According to http://newautos.about.com/, the average price of an automobile (including tax) is $27,500. With the median family income running about $44,389 a single car purchase represents close to two-thirds of a families entire budget for a year, and most families need two cars since few couples share work locations/schedules compatible with carpooling. If gasoline prices jump, it is very difficult for most families to drop a gas-guzzler to replace it with a more efficient model.
So basically it is very difficult to change our behaviors and very difficult to change our vehicles. Thus, we have medium- to long-term price inelasticity with regards to oil.
What does this mean economically? It means that any crimping in the oil supply can result soaring oil costs: that's what inelasticity is all about. Our inability to switch behaviors quickly means that it takes a huge change in the price of oil to bring demand down to match supply in any crunch, and these soaring prices can therefore happen very quickly. Unfortunately, a completely free market handles this via a crash during which economic systems are left reeling until an alternative solution is in place. The crash dries up the supply of liquid capital needed to create and implement the solution. The system is likely to recover eventually, but the transition is not something we want to have to live through.
An oil tax would therefore make sense by providing an incentive to reduce oil consumption over the long term. This would reduce our economic susceptibility to changes in the oil supply and provide time to develop alternatives. Such a tax, however, only makes sense if you believe the supply of oil is going to decrease or if you believe demand is likely to increase faster than the supply of oil can increase. I believe both cases are true: demand will rise while production falls (or at least flattens) in the mid-term.
In the seventies the energy crisis was a really an oil shock. Unfortunately, we are no more prepared today. Currently demand is soaring in China and India, OPEC nations are pumping at close to 100% capacity, and the rate at which oil can be pumped from the world's largest reserves is declining. That doesn't mean we are anywhere close to running out of oil, but it does indicate a major price shock is likely in the next few years. The inelasticity in oil demand means it is likely to be an extremely nasty shock if we don't prepare now.
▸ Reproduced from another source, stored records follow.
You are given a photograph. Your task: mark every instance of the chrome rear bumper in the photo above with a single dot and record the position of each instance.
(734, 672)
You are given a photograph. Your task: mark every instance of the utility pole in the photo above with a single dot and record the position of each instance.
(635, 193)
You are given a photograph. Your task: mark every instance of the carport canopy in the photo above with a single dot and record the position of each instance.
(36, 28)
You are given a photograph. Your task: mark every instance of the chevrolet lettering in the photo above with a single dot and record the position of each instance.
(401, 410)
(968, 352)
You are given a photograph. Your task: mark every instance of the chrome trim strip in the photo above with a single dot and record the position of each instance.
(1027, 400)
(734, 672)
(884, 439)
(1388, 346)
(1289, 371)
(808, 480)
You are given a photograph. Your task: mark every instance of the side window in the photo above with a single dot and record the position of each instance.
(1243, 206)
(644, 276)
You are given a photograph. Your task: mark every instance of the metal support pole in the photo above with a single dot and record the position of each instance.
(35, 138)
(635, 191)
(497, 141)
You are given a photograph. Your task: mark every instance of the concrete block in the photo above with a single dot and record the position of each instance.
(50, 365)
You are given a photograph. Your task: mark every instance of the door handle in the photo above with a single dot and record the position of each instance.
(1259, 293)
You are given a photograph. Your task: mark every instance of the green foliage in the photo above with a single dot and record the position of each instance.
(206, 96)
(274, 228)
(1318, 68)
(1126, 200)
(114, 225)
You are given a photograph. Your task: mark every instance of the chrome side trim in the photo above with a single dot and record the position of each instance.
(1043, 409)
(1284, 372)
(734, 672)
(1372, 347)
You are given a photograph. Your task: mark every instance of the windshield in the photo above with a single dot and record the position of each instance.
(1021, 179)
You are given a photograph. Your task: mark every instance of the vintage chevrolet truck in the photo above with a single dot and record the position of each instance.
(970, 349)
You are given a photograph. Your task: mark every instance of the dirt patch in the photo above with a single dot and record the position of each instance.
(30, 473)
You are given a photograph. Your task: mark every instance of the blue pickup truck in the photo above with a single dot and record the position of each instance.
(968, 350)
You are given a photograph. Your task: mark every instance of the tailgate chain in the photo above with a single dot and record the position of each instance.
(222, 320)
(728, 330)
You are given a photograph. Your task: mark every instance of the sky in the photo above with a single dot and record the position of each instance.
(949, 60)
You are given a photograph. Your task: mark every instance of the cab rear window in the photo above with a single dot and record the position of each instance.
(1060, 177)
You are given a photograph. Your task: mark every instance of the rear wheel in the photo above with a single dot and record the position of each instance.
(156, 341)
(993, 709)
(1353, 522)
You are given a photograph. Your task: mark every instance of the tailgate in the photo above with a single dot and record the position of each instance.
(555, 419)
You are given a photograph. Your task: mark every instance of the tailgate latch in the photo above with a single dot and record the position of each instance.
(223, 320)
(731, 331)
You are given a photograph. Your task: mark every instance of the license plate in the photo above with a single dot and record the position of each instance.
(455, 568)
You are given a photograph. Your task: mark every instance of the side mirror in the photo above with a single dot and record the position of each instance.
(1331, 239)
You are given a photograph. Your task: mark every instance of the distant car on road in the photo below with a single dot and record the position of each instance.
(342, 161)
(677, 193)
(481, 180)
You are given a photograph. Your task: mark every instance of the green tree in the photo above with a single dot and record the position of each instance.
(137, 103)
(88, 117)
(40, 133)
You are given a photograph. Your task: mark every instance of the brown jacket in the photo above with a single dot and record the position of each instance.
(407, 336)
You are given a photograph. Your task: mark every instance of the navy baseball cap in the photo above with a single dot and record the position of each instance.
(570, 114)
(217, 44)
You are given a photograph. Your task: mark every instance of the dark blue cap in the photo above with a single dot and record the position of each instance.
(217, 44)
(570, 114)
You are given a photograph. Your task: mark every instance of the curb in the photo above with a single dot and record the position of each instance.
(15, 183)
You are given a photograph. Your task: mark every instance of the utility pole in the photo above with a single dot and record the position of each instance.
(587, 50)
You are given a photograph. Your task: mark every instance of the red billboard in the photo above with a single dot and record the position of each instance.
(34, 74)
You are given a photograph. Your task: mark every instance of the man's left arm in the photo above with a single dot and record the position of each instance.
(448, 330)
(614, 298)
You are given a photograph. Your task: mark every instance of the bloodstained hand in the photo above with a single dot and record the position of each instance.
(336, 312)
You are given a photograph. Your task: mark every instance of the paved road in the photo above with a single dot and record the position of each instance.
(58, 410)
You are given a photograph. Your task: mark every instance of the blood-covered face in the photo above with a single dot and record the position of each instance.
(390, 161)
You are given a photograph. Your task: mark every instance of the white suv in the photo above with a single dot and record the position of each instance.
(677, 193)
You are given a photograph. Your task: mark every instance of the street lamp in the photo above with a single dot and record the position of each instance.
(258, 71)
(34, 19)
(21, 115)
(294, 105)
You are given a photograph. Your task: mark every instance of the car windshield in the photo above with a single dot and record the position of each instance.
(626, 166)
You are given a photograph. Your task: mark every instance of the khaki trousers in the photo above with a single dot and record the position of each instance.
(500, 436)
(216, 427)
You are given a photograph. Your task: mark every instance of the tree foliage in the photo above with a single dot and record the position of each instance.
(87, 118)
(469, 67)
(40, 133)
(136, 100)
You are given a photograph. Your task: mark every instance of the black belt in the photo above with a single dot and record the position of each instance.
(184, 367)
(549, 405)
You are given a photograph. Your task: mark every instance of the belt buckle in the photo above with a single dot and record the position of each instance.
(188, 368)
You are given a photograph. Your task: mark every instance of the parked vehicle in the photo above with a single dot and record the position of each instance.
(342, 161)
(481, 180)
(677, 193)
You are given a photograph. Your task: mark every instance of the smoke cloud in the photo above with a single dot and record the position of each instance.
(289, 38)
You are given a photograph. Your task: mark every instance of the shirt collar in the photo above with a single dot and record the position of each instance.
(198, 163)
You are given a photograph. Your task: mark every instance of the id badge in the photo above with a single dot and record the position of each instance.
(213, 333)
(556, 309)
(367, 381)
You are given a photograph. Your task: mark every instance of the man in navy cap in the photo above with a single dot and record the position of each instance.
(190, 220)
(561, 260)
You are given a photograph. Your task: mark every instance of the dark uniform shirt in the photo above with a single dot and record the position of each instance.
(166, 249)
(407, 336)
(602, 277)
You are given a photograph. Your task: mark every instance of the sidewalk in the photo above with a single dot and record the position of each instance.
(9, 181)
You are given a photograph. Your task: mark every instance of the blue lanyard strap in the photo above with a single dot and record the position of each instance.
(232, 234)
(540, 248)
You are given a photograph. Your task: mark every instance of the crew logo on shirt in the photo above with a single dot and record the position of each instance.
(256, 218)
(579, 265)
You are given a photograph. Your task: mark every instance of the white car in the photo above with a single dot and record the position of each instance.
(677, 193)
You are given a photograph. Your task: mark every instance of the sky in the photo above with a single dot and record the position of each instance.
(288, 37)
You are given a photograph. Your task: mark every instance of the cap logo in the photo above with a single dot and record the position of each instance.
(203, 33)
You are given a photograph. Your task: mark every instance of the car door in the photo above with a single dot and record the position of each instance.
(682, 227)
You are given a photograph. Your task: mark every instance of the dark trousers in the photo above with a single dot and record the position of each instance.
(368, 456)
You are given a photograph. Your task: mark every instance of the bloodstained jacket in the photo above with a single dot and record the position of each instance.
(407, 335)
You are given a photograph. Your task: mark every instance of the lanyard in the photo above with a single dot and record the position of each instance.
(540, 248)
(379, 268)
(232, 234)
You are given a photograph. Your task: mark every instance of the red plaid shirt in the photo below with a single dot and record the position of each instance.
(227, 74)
I see the situation as being much like the disaster in New Orleans: everyone knew that sooner or later a hurricane was going to hit that would cause the levee system to fail, but we ignored the situation until it happened. Now the cost is much greater than the cost of preperation would have been. The oil situation is very similar: anyone can see the demand is rising while global supply is peaking. Price inelasticity means we will see soaring oil costs. If we continue to act as though oil will always be cheap, the shock is going to be incredible, and the economic impact tremendous.
Would an oil tax do economic harm? Yes, but building better levees around New Orleans would also have come at a steep price. However, that price would still have been much less than the cost and disruption of the resulting hurricane devastation. An oil tax is one method of protecting ourselves from the worst later. I'm open to other suggestions as well, but whatever we do, we'd better act now.